The truth is that I WANT that thread put back up. Because it would prove that you weren't all that upset with me. Else why the peace offering? But there is no way that thread reappears.
Anyway you will be unbanned tomorrow, I believe, in spite of all this stuff. That gives you the chance to talk poker for a change. It really is quite astonishing how well you play tournaments, except the technical part involving different bubbles. And you can tout your Sharkscope numbers. If you stick to that you won't be banned regardless. But if you want me to love you again you can take it a step further and write a retraction post. Here is a rough draft that you should feel free to edit.
Semi Apology To David
"As many of you know I put up some emails that David sent me the last few days that make him look kind of creepy. I did that because I was so angry that my harmless naughty pube post was deleted and I got banned for three days to boot. While at the same time nastier posts about me were allowed to stay. I didn't believe David when he said that he had no power to change things. Or Mason when he said he would have deleted those bad posts about me if I had asked him to. But I guess I have to believe David now. And I am feeling a little bad that I posted emails out of context."

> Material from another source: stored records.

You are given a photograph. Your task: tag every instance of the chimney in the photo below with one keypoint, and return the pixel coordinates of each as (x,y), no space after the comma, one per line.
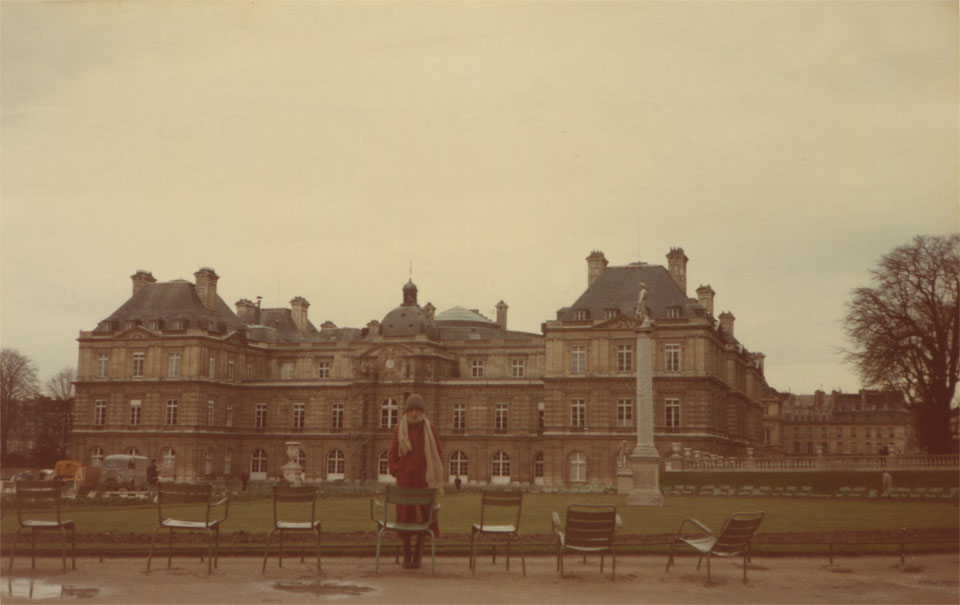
(502,315)
(207,287)
(141,278)
(298,308)
(726,321)
(705,295)
(677,265)
(596,264)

"When David came to LA he mentioned to me that "smooth" girls weren't his cup of tea. He asked if I would give him a treat and let him see some hairs peeking out. Its creepy to me but if it put a smile on his face I was willing to do it. Later on that night I gave him a hard time about his driving and other things not realizing it was annoying him. When he went back to Vegas he coached me in a few things I was weak in and I went on a tear in smallish SitnGos. A quick 4K. And then tilted off much of it trying to get into the FTP main event. David was rightly mad at me but still offered to send me $260 to play those $24 90 player SitnGos. But I had to promise to stick to
them until he said so. Then he also asked for a picture of the treat he had wanted while in LA.
Well I took the money and broke both promises. I didn't really think I had, because I was using different money and because I hadn't mentioned a date of delivery of the pictures. But David got mad. And sent the emails I posted. By the way when he was talking about "pleasing" him, I don't think he meant sex. Just doing what he wanted.
Obviously I couldn't have been too upset about his actions or I wouldn't have tried to entice him to be friends again with the deleted post.
So I offer David this semi apology. I am still furious my post was deleted but am willing to accept a promise that even worse posts regarding me will be deleted in the future.
At this point I just want to read and think about poker."
Once again Brandi. I never did anything really bad to you. But I did do quite a few good things. Add them up and realize you should take my suggestion.
If you do this for me I promise you there will be more good things to come. Due to what happened with the picture I cannot take you on your word alone but once you post what I have asked you to I will send another $260 your way.